Les carrés rouges ont mobilisé, pour l’essentiel, les classes moyennes éduquées des grands centres urbains du Québec (Montréal et Québec), tandis que les gilets jaunes sont surtout implantés dans la France périphérique. Le mouvement des carrés rouges a également davantage divisé et polarisé la société québécoise que les gilets jaunes en France. Cela tient au caractère inter-classiste des gilets jaunes et à l’enracinement plus précoce du discours libéral au Québec et au Canada. Enfin, le printemps érable a fait l’objet d’une intense campagne de mobilisation via des pétitions, des argumentaires etc. et ce dès la fin de l’année 2011. Alors que le mouvement des gilets jaunes est apparu de manière spontanée, comme un réflexe de survie.

Pour autant, en dépit des différences entre les acteurs impliqués, les lieux de mobilisations ou leur temporalité, il existe des caractéristiques communes entre ces deux mouvements. Tous deux constituent des moments populistes, où le peuple se construit par la conflictualité sociale.

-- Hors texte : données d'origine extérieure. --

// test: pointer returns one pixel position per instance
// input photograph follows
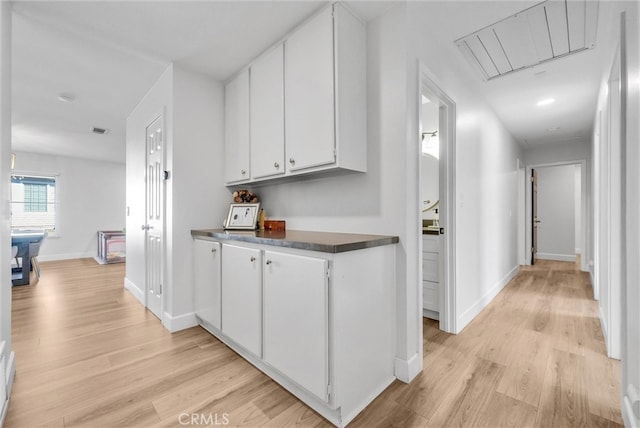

Balint Demers a livré une analyse du printemps érable dont nous restituons plusieurs fragments :

« La grève étudiante, si elle s’appuyait au départ sur une demande particulière (l’annulation d’une hausse des frais de scolarité universitaires), elle opéra bientôt un saut qualitatif : en approfondissant sa confrontation avec le pouvoir en place, elle creusa une frontière antagonique qui permit à un ensemble de demandes (luttes contre des projets d’extraction gaziers, ras-le-bol contre les scandales de corruption) de se condenser en une chaîne d’équivalence que la revendication étudiante en vint à représenter, ce qui fit de cette dernière un signifiant vide. D’ailleurs, le symbole de la grève, le carré rouge allait lui-même tendanciellement se vider de sa signification particulière (la défense de l’accessibilité aux études supérieures) pour incarner de quelque chose de beaucoup plus large, au point où le camp de l’opposition au pouvoir s’appellerait bientôt celui des carrés rouges. »

Le même processus est en œuvre s’agissant des gilets jaunes : au départ le mouvement s’appuie sur une demande particulière qui est le refus de l’augmentation de la taxe sur les carburants et agrège un ensemble de demandes comme le référendum d’initiative citoyenne ou le rétablissement de l’ISF qui lui confère une portée plus générale. Et comme pour le printemps érable, le gilet jaune fonctionne comme un signifiant vide.

Balint Demers ajoute que : « Dans un contexte post-politique où l’ordre libéral en crise demeure hégémonique et rejette toute véritable alternative à la marge, la conflictualité du social se trouve niée et des segments de plus en plus vastes de la population ne se sentent plus représentés. Le populisme apparaît alors comme un passage potentiellement nécessaire pour réactiver la démocratie en réintroduisant la conflictualité dans les espaces institutionnels. »

Les leçons du printemps érable

Les gilets jaunes tout comme les carrés rouges ont dû faire face à une intense répression policière, judiciaire et médiatique d’une ampleur inédite dans les deux cas. Face à cette répression, ces deux mouvements se sont installés dans la durée. Quelles ont été les facteurs qui ont permis aux carrés rouges de se maintenir pendant huit mois ?

Une des explications de la durée, du succès du printemps érable tient à sa capacité à associer la verticalité du mouvement, représentée par les organisations étudiantes (CLASSE, FEUQ, FECQ), leurs leaders (Gabriel Nadeau-Dubois, Jeanne Reynolds, Léo Bureau-Bloin etc.) et l’horizontalité des formes de mobilisations.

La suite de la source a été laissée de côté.